Audi has been stomping the competition at Le Mans with its diesel R10 and R15 racers, and it even brought some biodiesel along last year. Peugeot has been right behind the Germans with its own turbodiesels and plans to run a diesel hybrid at Le Mans in 2011. Here in the United States, the American Le Mans Series runs a whole slate of alt fuels and hands out awards to the most eco-friendly entry. And boutique automaker Panoz is working on an ALMS race car that burns algal fuel.
Green GT is doing them all one better with an electric racer.
It’s an impressive car on paper. The race-spec carbon-fiber chassis holds two liquid-cooled 100-kilowatt (about 148 horsepower) motors that the Swiss gearheads claim put 1,475 pound-feet of torque to the tarmac at up to 100 mph. That figure rolls off to 590 pound-feet beyond the century mark and stays there as the car approaches its claimed top speed of 170 mph. The juice comes from a pair of 30-kilowatt-hour lithium-ion polymer battery packs. All told, the car weighs 1,896 pounds.

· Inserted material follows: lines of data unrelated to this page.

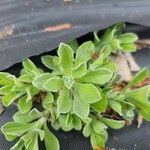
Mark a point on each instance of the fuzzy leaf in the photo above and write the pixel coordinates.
(54, 84)
(9, 98)
(128, 38)
(24, 105)
(48, 100)
(80, 70)
(88, 92)
(64, 101)
(115, 124)
(40, 80)
(85, 51)
(101, 105)
(65, 54)
(100, 76)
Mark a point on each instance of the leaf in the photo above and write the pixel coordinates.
(24, 105)
(64, 101)
(48, 100)
(80, 107)
(29, 66)
(115, 124)
(6, 89)
(68, 81)
(15, 129)
(101, 105)
(87, 130)
(54, 84)
(80, 70)
(50, 62)
(85, 51)
(97, 141)
(139, 77)
(128, 38)
(18, 146)
(65, 54)
(40, 80)
(116, 106)
(88, 92)
(9, 98)
(6, 78)
(129, 47)
(27, 117)
(98, 126)
(100, 76)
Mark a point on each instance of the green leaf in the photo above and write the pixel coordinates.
(139, 77)
(48, 100)
(27, 117)
(40, 80)
(80, 107)
(80, 70)
(97, 141)
(24, 105)
(6, 78)
(65, 54)
(29, 66)
(128, 38)
(129, 47)
(88, 92)
(98, 126)
(50, 62)
(101, 105)
(85, 51)
(18, 146)
(115, 124)
(6, 89)
(68, 81)
(87, 130)
(100, 76)
(116, 106)
(9, 98)
(64, 101)
(54, 84)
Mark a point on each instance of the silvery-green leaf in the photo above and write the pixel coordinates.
(50, 140)
(65, 54)
(128, 38)
(68, 81)
(9, 98)
(101, 105)
(100, 76)
(48, 100)
(85, 51)
(40, 80)
(54, 84)
(50, 62)
(88, 93)
(24, 105)
(80, 70)
(115, 124)
(64, 101)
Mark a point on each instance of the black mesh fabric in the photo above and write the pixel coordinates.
(22, 23)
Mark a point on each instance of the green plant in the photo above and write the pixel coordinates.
(81, 91)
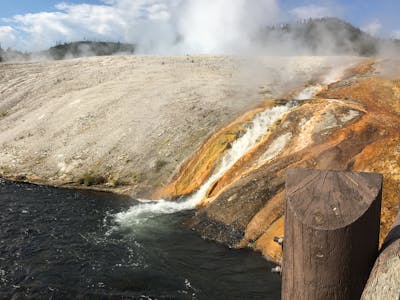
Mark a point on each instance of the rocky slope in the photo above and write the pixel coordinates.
(353, 124)
(127, 123)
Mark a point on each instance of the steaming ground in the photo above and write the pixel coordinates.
(130, 119)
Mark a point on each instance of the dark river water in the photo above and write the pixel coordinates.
(65, 244)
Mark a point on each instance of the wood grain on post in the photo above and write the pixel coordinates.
(384, 281)
(331, 238)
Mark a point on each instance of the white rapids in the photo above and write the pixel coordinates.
(254, 133)
(256, 129)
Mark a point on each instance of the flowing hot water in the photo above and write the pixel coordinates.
(255, 131)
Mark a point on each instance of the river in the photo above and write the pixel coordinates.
(68, 244)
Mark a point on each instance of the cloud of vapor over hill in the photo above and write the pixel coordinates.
(156, 26)
(196, 27)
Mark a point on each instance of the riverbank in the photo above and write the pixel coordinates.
(127, 123)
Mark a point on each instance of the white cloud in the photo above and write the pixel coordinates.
(313, 11)
(395, 34)
(7, 36)
(373, 28)
(162, 26)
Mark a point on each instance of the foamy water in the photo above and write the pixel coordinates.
(256, 129)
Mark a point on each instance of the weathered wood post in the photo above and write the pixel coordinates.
(331, 237)
(384, 281)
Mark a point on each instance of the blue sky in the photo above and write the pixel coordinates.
(38, 24)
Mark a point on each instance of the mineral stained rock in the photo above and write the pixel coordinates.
(127, 123)
(353, 124)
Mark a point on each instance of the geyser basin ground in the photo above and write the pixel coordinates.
(129, 122)
(57, 243)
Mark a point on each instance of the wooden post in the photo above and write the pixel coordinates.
(331, 237)
(384, 281)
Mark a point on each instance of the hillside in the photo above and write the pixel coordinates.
(129, 122)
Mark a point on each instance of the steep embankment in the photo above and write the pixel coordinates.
(127, 123)
(353, 124)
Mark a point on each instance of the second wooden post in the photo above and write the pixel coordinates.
(331, 238)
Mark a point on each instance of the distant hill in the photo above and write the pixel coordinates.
(325, 36)
(88, 48)
(69, 50)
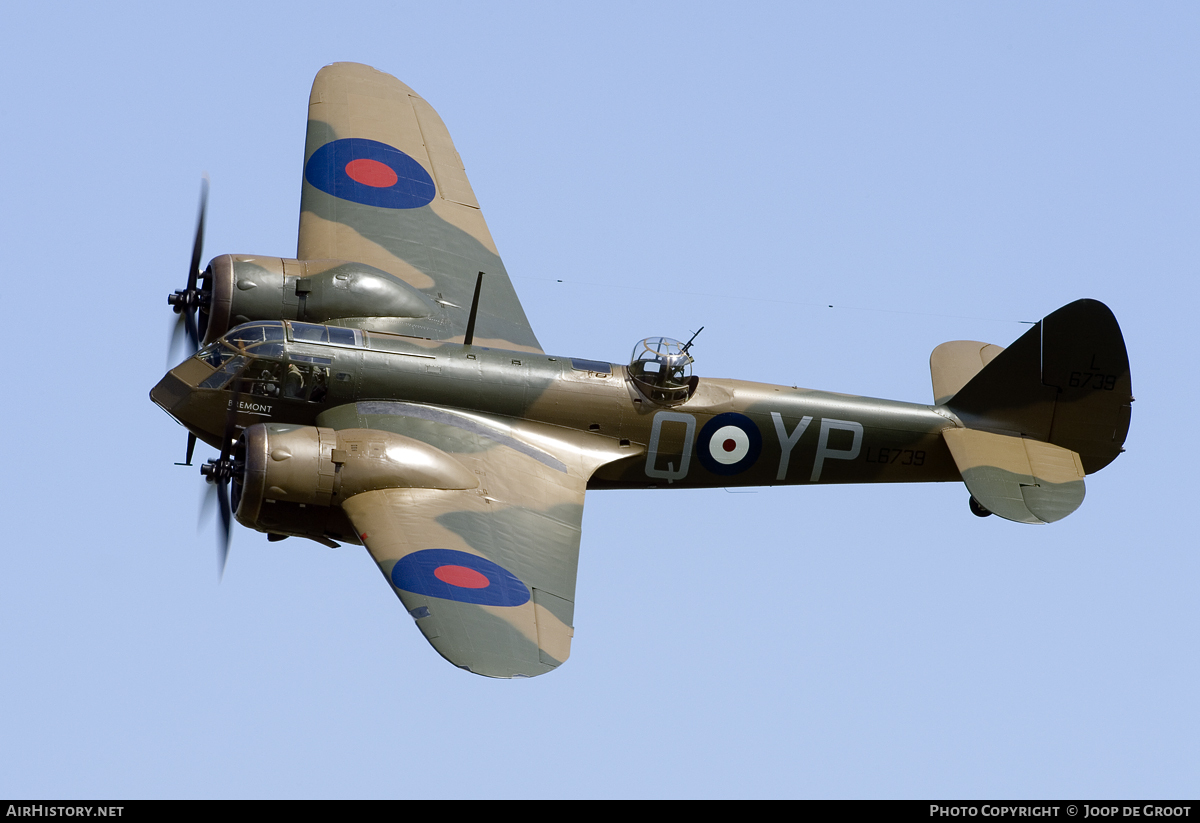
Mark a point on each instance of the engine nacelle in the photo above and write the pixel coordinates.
(295, 478)
(247, 288)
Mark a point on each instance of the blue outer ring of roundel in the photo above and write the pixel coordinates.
(327, 170)
(414, 572)
(703, 443)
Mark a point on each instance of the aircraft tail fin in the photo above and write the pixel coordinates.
(1038, 415)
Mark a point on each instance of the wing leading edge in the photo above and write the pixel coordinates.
(383, 185)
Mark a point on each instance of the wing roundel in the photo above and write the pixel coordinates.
(383, 185)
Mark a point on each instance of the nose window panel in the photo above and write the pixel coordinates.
(223, 374)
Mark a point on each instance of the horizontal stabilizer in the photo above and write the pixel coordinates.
(1021, 480)
(952, 365)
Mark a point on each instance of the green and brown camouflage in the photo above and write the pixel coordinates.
(462, 466)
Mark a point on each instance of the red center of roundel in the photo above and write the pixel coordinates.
(371, 173)
(461, 576)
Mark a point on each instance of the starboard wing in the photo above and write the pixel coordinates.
(383, 185)
(489, 572)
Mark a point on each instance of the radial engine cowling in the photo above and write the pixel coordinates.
(247, 288)
(295, 478)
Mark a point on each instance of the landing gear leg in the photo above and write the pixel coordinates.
(977, 508)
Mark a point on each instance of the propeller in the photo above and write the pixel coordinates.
(189, 301)
(220, 472)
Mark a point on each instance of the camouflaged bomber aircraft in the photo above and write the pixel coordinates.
(379, 390)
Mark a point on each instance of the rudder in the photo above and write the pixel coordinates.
(1063, 382)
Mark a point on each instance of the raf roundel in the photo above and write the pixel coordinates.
(370, 173)
(453, 575)
(729, 444)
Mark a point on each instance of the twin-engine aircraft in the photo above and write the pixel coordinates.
(385, 389)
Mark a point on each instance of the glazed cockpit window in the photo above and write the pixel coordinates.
(252, 334)
(223, 374)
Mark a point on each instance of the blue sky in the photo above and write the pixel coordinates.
(933, 172)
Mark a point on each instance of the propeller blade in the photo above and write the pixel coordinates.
(198, 245)
(178, 331)
(226, 534)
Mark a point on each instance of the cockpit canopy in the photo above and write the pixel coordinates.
(267, 360)
(661, 370)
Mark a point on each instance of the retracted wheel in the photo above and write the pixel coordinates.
(977, 508)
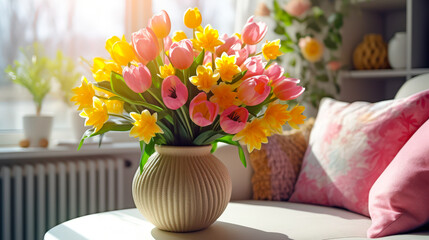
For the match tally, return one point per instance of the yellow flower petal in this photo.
(205, 78)
(145, 127)
(227, 67)
(271, 50)
(209, 38)
(296, 116)
(83, 94)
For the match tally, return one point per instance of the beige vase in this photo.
(182, 189)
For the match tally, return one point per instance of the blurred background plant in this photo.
(65, 72)
(32, 73)
(311, 37)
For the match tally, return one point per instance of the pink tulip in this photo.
(160, 24)
(231, 45)
(297, 7)
(254, 66)
(334, 65)
(254, 90)
(251, 49)
(201, 111)
(274, 72)
(253, 32)
(240, 56)
(174, 93)
(287, 88)
(182, 54)
(145, 44)
(167, 45)
(138, 78)
(234, 119)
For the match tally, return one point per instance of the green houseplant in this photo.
(312, 37)
(32, 73)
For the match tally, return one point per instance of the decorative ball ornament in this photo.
(371, 53)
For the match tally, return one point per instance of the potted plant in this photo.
(181, 96)
(64, 71)
(32, 73)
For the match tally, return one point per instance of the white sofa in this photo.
(303, 221)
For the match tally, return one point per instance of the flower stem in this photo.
(121, 116)
(187, 122)
(153, 95)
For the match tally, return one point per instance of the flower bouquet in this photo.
(190, 91)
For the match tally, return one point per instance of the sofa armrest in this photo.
(241, 177)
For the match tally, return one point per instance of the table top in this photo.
(130, 224)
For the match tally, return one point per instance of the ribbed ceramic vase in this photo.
(182, 189)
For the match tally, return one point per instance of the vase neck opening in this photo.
(183, 150)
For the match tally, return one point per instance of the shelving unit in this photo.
(385, 17)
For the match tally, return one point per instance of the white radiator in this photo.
(36, 197)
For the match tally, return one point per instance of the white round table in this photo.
(130, 224)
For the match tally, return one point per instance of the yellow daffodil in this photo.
(205, 78)
(209, 38)
(224, 96)
(296, 116)
(227, 67)
(166, 70)
(120, 50)
(192, 18)
(102, 68)
(311, 49)
(271, 50)
(114, 106)
(276, 116)
(253, 134)
(83, 94)
(178, 36)
(96, 115)
(145, 126)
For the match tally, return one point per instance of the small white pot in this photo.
(37, 128)
(397, 51)
(78, 125)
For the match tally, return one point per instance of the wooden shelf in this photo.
(383, 73)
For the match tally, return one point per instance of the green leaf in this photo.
(146, 151)
(336, 20)
(228, 140)
(214, 147)
(108, 126)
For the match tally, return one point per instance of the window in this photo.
(79, 28)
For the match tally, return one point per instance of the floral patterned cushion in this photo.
(350, 146)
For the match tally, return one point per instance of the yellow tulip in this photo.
(271, 50)
(179, 35)
(83, 94)
(120, 50)
(311, 49)
(96, 115)
(192, 18)
(145, 126)
(209, 38)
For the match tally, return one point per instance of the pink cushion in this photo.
(399, 199)
(350, 146)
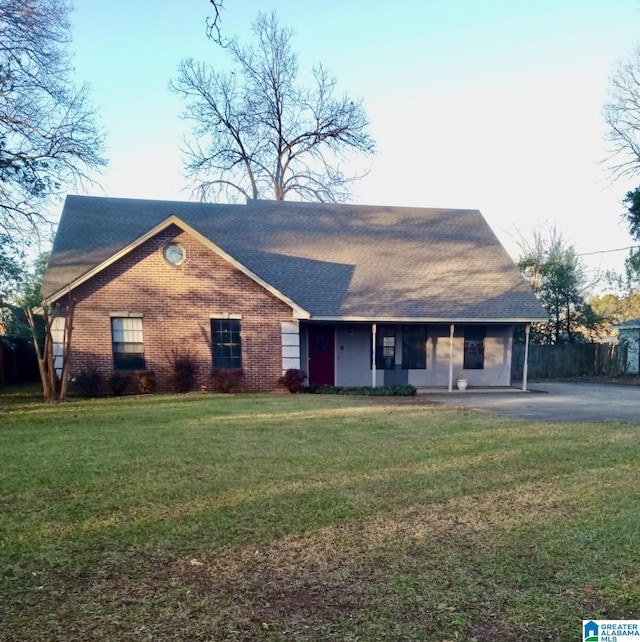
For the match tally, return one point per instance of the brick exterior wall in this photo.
(177, 302)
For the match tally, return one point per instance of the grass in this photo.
(304, 517)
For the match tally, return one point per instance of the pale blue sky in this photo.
(489, 104)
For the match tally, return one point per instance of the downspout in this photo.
(525, 367)
(374, 329)
(451, 329)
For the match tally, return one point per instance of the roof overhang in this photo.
(298, 311)
(359, 319)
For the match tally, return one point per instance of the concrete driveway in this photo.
(575, 402)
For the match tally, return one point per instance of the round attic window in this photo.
(174, 253)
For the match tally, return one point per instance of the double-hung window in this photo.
(226, 345)
(474, 347)
(128, 343)
(386, 347)
(414, 347)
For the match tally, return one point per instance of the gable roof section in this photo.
(299, 313)
(351, 262)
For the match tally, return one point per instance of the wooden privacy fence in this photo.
(570, 360)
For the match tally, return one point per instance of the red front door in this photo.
(321, 355)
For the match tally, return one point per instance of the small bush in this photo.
(226, 379)
(88, 382)
(144, 381)
(185, 370)
(118, 383)
(399, 390)
(293, 380)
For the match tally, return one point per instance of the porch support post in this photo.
(451, 331)
(374, 329)
(525, 368)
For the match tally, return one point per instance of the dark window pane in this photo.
(128, 344)
(226, 346)
(474, 347)
(414, 347)
(386, 347)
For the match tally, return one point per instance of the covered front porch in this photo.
(423, 354)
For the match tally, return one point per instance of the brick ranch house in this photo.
(353, 295)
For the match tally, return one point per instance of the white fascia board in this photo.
(298, 312)
(355, 319)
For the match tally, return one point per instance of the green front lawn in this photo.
(304, 517)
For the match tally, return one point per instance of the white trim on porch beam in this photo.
(525, 367)
(451, 331)
(374, 330)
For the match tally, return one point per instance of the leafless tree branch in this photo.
(260, 133)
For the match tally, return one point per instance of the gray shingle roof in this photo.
(333, 260)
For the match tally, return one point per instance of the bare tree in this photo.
(48, 138)
(213, 24)
(258, 133)
(622, 115)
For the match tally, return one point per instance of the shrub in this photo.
(88, 382)
(118, 383)
(185, 370)
(293, 380)
(226, 379)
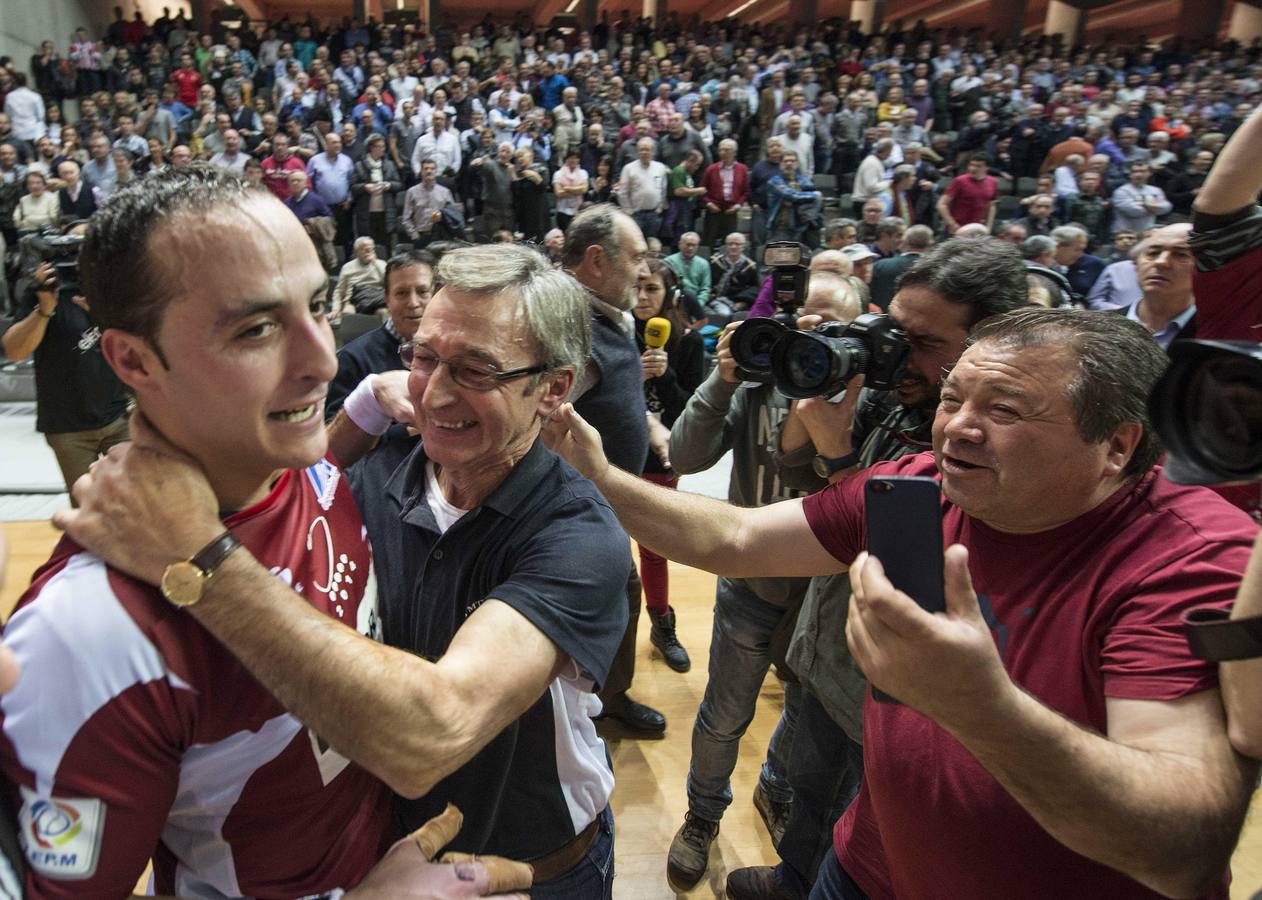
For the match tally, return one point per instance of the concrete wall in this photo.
(24, 24)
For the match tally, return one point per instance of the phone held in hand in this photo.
(904, 518)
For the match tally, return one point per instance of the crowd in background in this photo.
(764, 131)
(716, 139)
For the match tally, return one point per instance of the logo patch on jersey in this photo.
(324, 476)
(61, 837)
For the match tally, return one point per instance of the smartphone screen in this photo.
(905, 533)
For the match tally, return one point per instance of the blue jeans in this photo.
(833, 882)
(592, 879)
(825, 770)
(740, 658)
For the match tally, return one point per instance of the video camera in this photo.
(1207, 409)
(803, 364)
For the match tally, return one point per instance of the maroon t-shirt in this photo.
(971, 198)
(1084, 611)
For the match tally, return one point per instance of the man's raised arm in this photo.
(1236, 178)
(695, 530)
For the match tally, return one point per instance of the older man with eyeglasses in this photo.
(497, 569)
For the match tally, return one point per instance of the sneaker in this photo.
(689, 851)
(637, 717)
(775, 816)
(663, 636)
(757, 882)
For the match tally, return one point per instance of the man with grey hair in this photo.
(870, 179)
(1040, 250)
(607, 253)
(727, 189)
(491, 572)
(1079, 266)
(642, 188)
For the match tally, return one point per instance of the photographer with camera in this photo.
(1050, 712)
(730, 413)
(939, 299)
(80, 403)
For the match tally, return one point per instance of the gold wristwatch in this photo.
(184, 582)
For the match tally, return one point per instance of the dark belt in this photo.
(564, 858)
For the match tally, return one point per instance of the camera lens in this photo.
(1223, 409)
(808, 364)
(752, 343)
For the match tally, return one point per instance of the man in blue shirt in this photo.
(1164, 265)
(330, 174)
(550, 86)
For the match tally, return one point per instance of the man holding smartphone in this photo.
(952, 288)
(1055, 736)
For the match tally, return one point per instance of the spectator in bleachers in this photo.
(969, 197)
(1136, 205)
(1079, 266)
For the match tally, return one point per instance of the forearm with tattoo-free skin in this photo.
(1236, 178)
(1242, 682)
(694, 530)
(347, 442)
(1166, 812)
(408, 721)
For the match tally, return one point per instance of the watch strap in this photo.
(1215, 636)
(211, 556)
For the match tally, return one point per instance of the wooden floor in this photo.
(649, 802)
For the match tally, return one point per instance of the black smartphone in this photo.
(905, 532)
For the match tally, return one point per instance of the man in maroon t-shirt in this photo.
(971, 197)
(1056, 737)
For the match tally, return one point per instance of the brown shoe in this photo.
(689, 852)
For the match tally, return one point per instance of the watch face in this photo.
(182, 583)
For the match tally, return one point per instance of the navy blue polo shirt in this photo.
(548, 544)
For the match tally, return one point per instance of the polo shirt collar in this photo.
(406, 485)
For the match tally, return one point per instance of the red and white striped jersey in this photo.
(134, 734)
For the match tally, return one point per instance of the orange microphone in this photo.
(656, 332)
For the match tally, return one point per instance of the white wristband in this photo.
(361, 407)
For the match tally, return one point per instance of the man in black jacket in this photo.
(409, 284)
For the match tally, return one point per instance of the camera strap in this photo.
(1215, 636)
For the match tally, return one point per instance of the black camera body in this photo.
(1207, 409)
(63, 253)
(790, 277)
(819, 362)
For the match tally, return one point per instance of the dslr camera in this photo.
(819, 362)
(1207, 409)
(790, 275)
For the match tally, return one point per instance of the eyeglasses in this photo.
(480, 376)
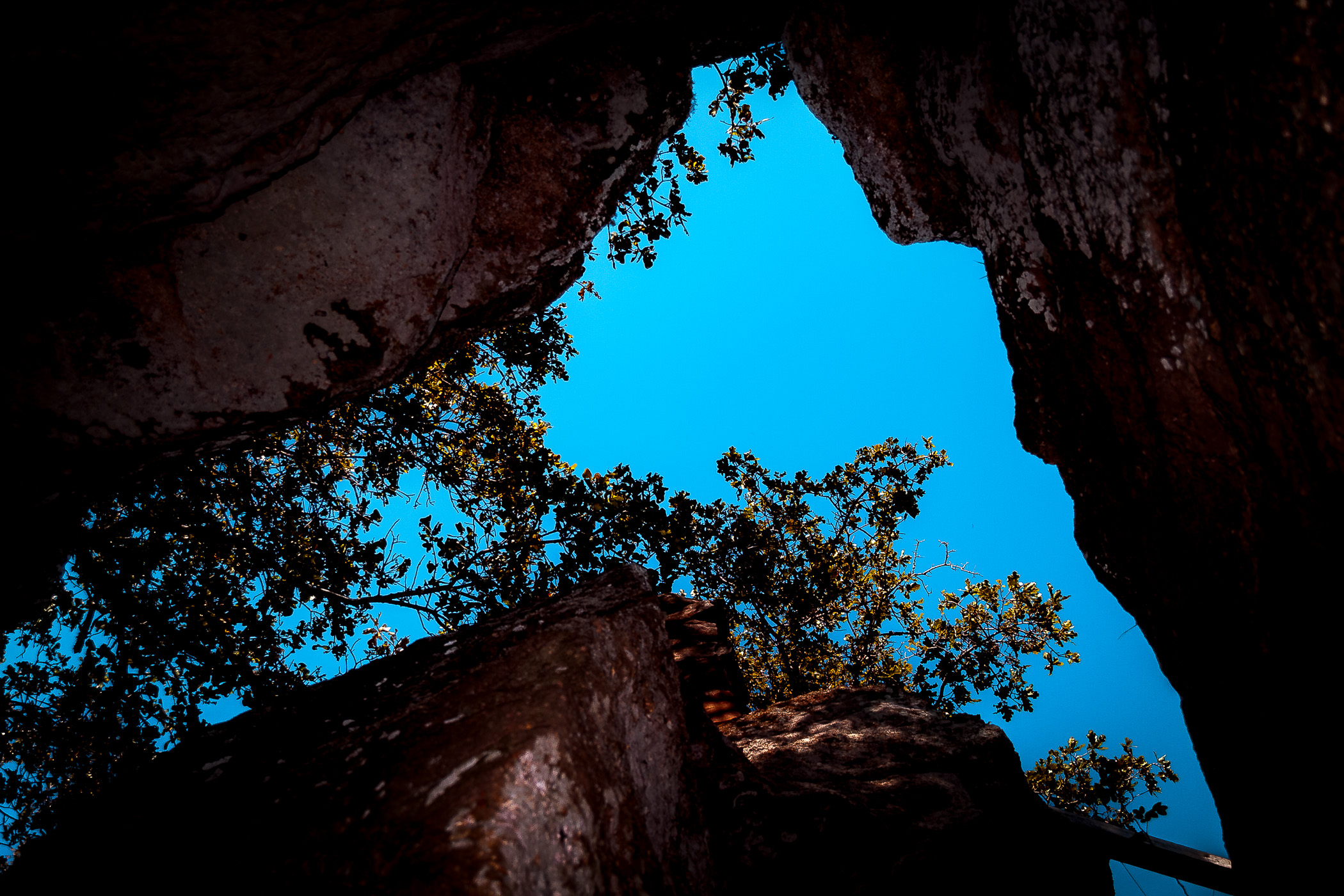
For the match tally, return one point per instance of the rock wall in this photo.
(565, 750)
(226, 218)
(1156, 194)
(541, 753)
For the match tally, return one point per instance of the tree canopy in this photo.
(244, 572)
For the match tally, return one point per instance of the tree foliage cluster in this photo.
(653, 206)
(246, 573)
(1080, 778)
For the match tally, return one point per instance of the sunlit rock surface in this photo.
(230, 215)
(541, 753)
(859, 790)
(1156, 194)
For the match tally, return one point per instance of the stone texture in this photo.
(248, 211)
(858, 790)
(540, 753)
(711, 677)
(444, 203)
(1156, 194)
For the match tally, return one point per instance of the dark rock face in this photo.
(230, 215)
(711, 677)
(541, 753)
(233, 214)
(1156, 195)
(856, 789)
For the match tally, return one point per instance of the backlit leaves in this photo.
(1080, 778)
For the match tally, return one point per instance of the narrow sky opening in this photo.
(787, 323)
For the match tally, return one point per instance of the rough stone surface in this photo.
(540, 753)
(229, 215)
(856, 790)
(710, 673)
(442, 203)
(1156, 195)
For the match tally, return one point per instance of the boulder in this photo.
(859, 790)
(1156, 193)
(538, 753)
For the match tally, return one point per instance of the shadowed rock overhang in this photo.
(230, 216)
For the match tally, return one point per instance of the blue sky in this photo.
(788, 324)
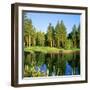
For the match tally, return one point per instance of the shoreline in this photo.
(50, 50)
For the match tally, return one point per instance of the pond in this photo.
(39, 64)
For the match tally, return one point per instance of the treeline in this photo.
(54, 37)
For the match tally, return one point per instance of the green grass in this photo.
(47, 49)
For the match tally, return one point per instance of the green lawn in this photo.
(47, 49)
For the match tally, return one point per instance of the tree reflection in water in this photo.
(51, 64)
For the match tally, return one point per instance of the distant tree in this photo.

If that’s still not green enough for you, the guys at Green GT have installed Flexcells solar panels on each sidepod for extra charging. The whole shebang is brought to a quick stop with Brembo brakes mounted within lightweight magnesium wheels.
The plan is to test the prototype through the summer and begin series production once they’ve sorted everything out. The goal is to build 20 to 25 cars and possibly launch a European race series for the car. Ultimately, the firm hopes to race against its fossil-fueled counterparts in the LMP2 class at Le Mans.